I took a trip home to Pennsylvania last month (and got trapped by Hurricane Sandy!). My extended stay was the perfect opportunity for my mom and I to go on the hunt for some family graves.
Earlier in the month, my mom had gifted to me a genealogy treasure--a battered metal box containing the Mass cards, flower list, and guest book from my great grandfather's funeral. Finding any information about this particular branch of the family tree is rare. The oldest living person is my maternal grandmother, who seems neither interested in, nor particularly knowledgeable about, our family history. This funeral box was from her father, Martin Hannigan's, funeral. It also contained the deed to the burial plot, and dates of interment for both of Martin's parents1. Jackpot.
Armed with the knowledge that these three family members were buried together at Holy Sepulchre Cemetery in Cheltenham, PA, I told Mom we were going visiting. (Sidebar--how the hell do you say Sepulchre? I have no idea, so I'm going with Holy Sep, as the cemetery staff referred to it). This cemetery is still in use, and the woman working in the office was kind enough to copy the information on our family for us.

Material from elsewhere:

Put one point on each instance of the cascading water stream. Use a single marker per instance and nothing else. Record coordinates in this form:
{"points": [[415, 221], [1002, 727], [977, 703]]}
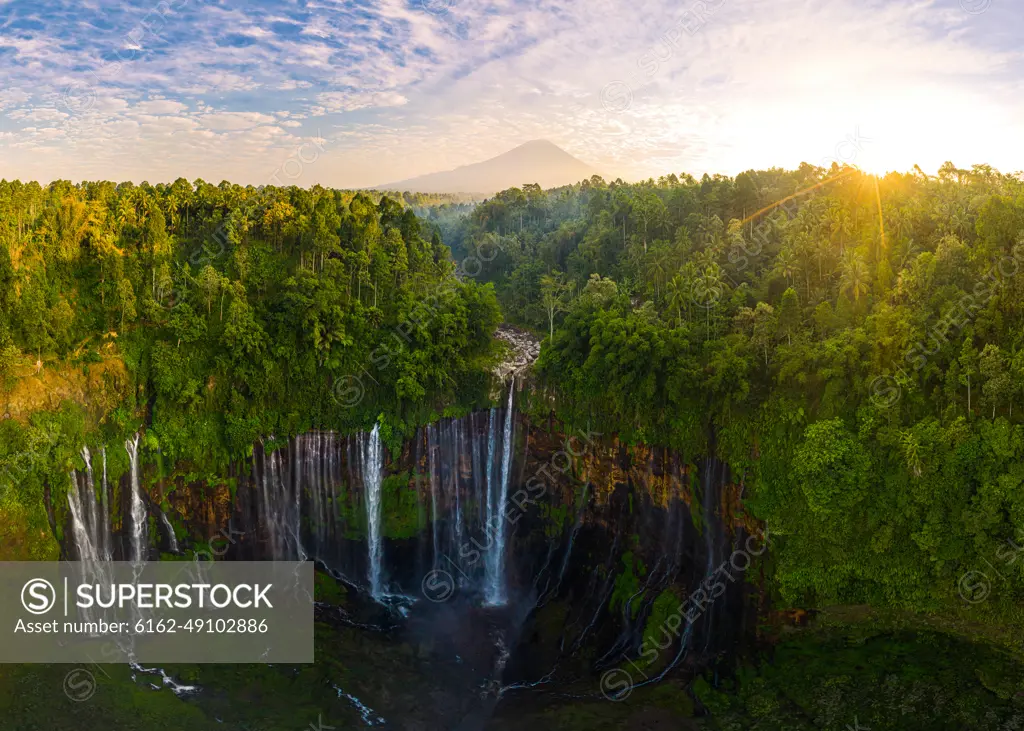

This is the headstone for my second great grandmother, Mary Gilbride Hannigan. Her husband, John, and son, Martin, are buried in this plot along with her. Martin evidently chose not to have his father's name added to the tombstone. My grandmother did not add Martin's name either, for reasons unknown to me. She speaks very highly of her father, and he died unfortunately young. Graves without headstones are incredibly sad to me. We have quite a few in our family. I am thinking perhaps I will add Martin's name to the stone. I would like him to be properly remembered.
1Holy Sepulchre Cemetery, Cheltenham, PA, Burial record (1961), Martin Hannigan.